Unions have ‘unprecedented’ mandate for schools strike, MSPs told

Unison’s head of local government said the strikes reflected ‘concern and anger’ in the workforce.

Unions have ‘unprecedented’ mandate for schools strike, MSPs told

There is an “absolutely unprecedented” mandate for strikes by Scottish school workers due to take place next week, MSPs have heard.

In a dispute over pay, school support staff are due to walk out over three days starting on Tuesday next week.

Action will be taken by cleaners, caterers, janitors and school support assistants.

Trade union representatives spoke to Holyrood’s Local Government Committee on Tuesday as it discussed workforce planning issues.

Johanna Baxter, Unison’s head of local government, said the upcoming strike was the result of years of underfunding in the sector.

“I think it’s untenable really for the overall pay bill to remain frozen.”

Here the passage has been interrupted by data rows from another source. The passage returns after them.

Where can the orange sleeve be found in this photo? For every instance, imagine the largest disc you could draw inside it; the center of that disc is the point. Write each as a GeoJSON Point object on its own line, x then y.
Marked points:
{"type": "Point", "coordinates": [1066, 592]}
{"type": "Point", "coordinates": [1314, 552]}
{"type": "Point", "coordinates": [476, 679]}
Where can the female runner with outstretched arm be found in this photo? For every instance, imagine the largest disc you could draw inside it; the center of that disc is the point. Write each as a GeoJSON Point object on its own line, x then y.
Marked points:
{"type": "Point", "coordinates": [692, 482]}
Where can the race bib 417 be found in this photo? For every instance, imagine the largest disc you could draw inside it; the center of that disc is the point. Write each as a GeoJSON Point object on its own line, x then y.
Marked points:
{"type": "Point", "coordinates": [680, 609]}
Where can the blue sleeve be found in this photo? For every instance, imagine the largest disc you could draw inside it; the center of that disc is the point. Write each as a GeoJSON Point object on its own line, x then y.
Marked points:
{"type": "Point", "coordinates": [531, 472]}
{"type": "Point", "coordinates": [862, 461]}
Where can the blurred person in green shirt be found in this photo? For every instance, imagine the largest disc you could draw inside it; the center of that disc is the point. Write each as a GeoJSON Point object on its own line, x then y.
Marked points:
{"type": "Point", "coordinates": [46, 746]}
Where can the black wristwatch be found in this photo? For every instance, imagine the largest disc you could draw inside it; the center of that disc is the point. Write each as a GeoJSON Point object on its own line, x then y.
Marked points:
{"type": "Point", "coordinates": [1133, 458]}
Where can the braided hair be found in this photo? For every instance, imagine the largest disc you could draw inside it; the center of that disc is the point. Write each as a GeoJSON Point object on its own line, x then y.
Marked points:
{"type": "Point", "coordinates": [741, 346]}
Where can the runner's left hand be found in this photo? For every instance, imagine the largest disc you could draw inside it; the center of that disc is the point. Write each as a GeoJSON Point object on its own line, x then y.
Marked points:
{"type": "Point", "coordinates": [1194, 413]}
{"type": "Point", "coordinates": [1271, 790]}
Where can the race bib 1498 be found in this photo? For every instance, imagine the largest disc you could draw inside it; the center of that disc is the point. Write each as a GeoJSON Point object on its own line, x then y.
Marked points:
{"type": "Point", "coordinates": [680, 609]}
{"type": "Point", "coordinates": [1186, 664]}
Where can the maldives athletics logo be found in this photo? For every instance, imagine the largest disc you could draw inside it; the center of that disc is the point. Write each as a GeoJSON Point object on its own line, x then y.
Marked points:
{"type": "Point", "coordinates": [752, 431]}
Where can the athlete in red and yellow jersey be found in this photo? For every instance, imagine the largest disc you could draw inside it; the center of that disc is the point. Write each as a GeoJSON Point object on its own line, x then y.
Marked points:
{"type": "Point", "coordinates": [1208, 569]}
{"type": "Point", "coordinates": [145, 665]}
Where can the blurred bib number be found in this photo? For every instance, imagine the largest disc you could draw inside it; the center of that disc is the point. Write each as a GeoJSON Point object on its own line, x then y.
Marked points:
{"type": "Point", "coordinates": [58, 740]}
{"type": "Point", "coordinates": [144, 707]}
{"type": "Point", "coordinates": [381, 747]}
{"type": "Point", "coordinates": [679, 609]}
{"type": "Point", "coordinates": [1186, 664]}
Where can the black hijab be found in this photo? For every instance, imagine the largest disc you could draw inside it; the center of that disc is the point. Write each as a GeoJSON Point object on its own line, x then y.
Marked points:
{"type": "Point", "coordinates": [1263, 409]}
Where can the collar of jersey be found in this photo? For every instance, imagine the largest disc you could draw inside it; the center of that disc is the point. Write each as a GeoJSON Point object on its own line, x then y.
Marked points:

She added: “The ballot result that we saw – we have a strike mandate covering over 21,000 members across 24 local authority areas and almost 2,000 schools – is absolutely unprecedented and I think demonstrated that feeling of concern and anger amongst the local government workforce.”

As well as Unison, workers represented by the GMB and Unite trade unions will be taking part in the industrial action next week.

Sean Baillie, an organiser at GMB Scotland, told the committee: “This year’s pay award still fails to match the offer that was given to workers in England and Wales councils to the tune of at least £500.”

He called on councils to match this pay award for the current financial year

Trade unions have rejected the latest pay offer from Cosla, saying it would lead to a “measly” increase of 38p per week for the lowest paid.

The local government body has said the offer would mean the lowest-paid workers would see a 21% increase in their pay over a two-year period.

It said the pay offer currently on the table will cost councils just under half a billion pounds and that council leaders had gone to the “absolute limits of what local government can afford”.